By Clive Bolton, Managing Director LV= Savings and Retirement
Covid: a crisis that didn’t turn into a drama
Recent conversation around Covid has been dominated by the pandemic’s impact on industry, job security, and the wider economy.
But whilst devastating, there are reasons to be hopeful for businesses that have adapted well to new trends and opportunities.
For the Life and Pensions industry, virtual connectivity and online access for advisers and their clients isn’t new. But, the accelerated rate of change has caught many unaware.
As a service provider, we’ve found that making several small changes to the way we conduct business, together with a quick response to the pandemic, allowed us to support the needs of advisers and their clients with minimal inconvenience.
One larger change we’ve made is a simplification of our Pension, which is now ordered in three tiers with costs starting from 20bps. This transparent structure works alongside our improved online access to deliver a modern, hassle-free pension proposition.
Connecting with our customers’ new reality
We’re focused on mass affluent customers, and providing them with financial resilience in retirement and later life.
But who are they?
The mass affluent group are in a financially comfortable position and our research1 shows:
- They’re sensible with their finances, with a strong savings habit
- 95% prefer low/medium risk investments
- 39% have children under 18, so often balance family support with saving for retirement.

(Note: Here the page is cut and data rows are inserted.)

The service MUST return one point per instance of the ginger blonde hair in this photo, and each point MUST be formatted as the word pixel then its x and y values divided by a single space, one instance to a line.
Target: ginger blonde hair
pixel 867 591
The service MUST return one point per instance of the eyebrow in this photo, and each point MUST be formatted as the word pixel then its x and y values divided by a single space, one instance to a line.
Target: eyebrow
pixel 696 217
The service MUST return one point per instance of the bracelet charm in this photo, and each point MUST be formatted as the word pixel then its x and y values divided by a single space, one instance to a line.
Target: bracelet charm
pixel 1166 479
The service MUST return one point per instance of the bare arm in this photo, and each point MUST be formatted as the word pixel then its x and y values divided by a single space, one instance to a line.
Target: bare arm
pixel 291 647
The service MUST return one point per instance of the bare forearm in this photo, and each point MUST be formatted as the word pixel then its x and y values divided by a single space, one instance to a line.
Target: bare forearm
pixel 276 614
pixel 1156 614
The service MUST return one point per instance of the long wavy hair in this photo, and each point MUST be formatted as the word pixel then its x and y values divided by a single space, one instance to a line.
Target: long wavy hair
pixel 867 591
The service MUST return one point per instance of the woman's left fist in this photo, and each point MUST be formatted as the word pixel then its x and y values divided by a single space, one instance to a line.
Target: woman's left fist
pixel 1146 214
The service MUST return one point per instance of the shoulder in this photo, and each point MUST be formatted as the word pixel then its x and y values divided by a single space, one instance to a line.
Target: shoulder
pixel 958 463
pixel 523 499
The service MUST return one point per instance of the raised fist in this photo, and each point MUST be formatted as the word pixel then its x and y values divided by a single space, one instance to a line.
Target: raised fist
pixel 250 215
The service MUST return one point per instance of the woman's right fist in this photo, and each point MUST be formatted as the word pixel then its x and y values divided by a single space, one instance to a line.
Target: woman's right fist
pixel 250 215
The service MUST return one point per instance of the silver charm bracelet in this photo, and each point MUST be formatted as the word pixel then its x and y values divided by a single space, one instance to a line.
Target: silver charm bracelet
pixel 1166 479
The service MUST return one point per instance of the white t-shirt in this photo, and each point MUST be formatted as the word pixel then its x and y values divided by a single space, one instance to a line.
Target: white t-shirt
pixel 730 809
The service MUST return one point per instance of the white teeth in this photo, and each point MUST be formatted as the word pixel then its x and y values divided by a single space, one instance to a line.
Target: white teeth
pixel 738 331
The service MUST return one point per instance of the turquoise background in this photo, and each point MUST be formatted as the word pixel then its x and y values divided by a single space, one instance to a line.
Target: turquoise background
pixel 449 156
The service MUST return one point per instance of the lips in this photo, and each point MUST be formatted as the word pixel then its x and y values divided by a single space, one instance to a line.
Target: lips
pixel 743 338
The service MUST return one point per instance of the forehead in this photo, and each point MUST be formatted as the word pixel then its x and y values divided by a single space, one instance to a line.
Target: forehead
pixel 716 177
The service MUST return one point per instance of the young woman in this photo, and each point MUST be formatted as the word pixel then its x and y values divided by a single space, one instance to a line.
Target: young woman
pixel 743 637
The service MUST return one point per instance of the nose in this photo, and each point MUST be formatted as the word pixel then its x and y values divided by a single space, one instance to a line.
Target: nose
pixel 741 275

- 49% are older than 55, so they’re retired or nearing retirement
They also know they need help with retirement planning and are open to financial advice
- 6 in 10 have used a financial adviser in the past, and 7 in 10 would use advice in the future
- 70% of have good general financial knowledge
1Source for statistics: research conducted by LV=, and by BDifferent on behalf of LV=, with nationally representative UK adults between January and June 2020.
Understanding our customers has helped us to recognise what support they may need after Covid, and to refine our new and existing propositions so that advisers feel confident that they’re meeting clients’ needs.
Smoothed Investment strategies win out
Understandably, financial planning and the protection of assets has become a major focus for risk-sensitive clients.
The requirement for investment options that offer steady long term growth, while helping protect against market volatility has proved crucial for this underserved client group.
For advisers, accessing straightforward, risk-rated solutions that support clients through all market conditions is just as important.
Our Smoothed Managed Fund range can be accessed via a pension, bond or ISA and was designed to offer a low volatility investor journey through all market conditions.
The funds come with a simple smoothing mechanism that averages daily fund prices over the previous 26 weeks to help protect against extreme market swings – and I’m pleased to say that it has performed exactly as intended, even through the market extremes we saw earlier this year.
Our smoothed funds have served as a flagship proposition throughout the crisis, reducing the impact of market volatility on client investments, and removing unnecessary stress and anxiety for those invested.